Phosphoinositides are the lipids that result from the phosphorylation of phosphatidylinositol at the 3,4 and 5 position. Our studies of these lipids, initially at synapses, have converged with studies of other labs in establishing the concept that they are key determinants of membrane identity. The 7 phosphoinositides are heterogeneously distributed within cells and their differentially phosphorylated head groups mediate interactions that occur at membrane interfaces with impact on a broad variety of cell functions. Ongoing projects address mechanisms in the control of PI4P and PI(4,5)P2 at the plasma membrane and of phosphoinositide dephosphorylation cascades that regulate traffic in the endocytic pathway.

A new interest of the lab is the role of membrane contact sites not leading to membrane fusion. We are particularly interested in the role of such contacts in lipid exchanges between membranes, a process thought to play a key role in maintaining the appropriate lipid composition of different membranes. Most membrane phospholipids are synthesized in the ER. Vesicular transport (the transport that involves membrane budding and membrane fusion reactions) plays an important role in delivering newly synthesized lipids to other membranes. Growing evidence however, indicates that direct lipid transfer also occurs at contacts of the ER with other membranes. Research of our lab in this area includes studies of the extended-synaptotagmins, which we have shown to function as tethers between the ER and the plasma membrane with putative lipid transport functions. It also includes studies of VAP, a protein that functions as an anchor in the ER membrane for lipid transport proteins.
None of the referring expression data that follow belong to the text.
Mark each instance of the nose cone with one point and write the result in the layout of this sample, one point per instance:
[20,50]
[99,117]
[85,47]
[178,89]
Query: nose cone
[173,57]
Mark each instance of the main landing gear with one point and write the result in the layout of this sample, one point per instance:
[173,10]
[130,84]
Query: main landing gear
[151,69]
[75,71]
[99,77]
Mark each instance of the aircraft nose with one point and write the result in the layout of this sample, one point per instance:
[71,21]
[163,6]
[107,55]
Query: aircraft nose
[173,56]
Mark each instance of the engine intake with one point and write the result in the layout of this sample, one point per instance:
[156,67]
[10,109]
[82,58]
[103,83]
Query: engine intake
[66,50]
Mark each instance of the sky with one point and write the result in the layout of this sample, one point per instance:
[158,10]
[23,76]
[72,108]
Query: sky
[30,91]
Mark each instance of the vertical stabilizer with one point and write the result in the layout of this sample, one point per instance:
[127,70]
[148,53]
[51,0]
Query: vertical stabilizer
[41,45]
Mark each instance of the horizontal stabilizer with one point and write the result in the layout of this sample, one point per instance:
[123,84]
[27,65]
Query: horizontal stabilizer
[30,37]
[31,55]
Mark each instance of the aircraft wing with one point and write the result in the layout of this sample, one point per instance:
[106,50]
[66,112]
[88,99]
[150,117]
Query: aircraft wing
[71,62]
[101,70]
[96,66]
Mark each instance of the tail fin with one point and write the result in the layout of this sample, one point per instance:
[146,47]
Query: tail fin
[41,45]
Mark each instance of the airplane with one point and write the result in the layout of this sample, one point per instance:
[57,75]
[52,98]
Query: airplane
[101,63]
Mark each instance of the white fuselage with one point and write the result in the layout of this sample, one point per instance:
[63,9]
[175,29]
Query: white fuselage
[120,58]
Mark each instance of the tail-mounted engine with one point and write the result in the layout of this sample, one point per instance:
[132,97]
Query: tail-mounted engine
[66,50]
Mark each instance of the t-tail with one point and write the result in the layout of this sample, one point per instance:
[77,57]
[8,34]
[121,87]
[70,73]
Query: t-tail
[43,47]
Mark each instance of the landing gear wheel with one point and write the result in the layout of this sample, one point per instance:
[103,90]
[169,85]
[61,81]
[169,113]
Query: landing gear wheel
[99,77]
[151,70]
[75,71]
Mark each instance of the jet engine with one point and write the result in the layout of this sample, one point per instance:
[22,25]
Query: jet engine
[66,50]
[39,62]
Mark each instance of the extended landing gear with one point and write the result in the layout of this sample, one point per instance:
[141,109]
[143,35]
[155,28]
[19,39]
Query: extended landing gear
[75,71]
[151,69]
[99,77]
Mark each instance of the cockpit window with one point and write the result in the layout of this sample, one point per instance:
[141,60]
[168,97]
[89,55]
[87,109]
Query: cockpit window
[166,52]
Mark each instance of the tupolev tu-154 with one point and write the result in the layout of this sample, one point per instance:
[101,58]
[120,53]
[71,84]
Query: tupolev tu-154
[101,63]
Disruption of many of the physiological processes that we investigate in our lab lead to human disease. We build on our basic cell biological work to learn about disease mechanisms, with a special focus on neurodegenerative diseases, such as Alzheimer, Parkinson and ALS. We also focus on disorders resulting from mutations in phosphoinositide metabolizing enzymes.

In our research we use a variety of complementary approaches, including biochemical and structural studies, cell-free systems, dynamic light microscopy imaging of live cells, super-resolution microscopy methods, and mouse genetics.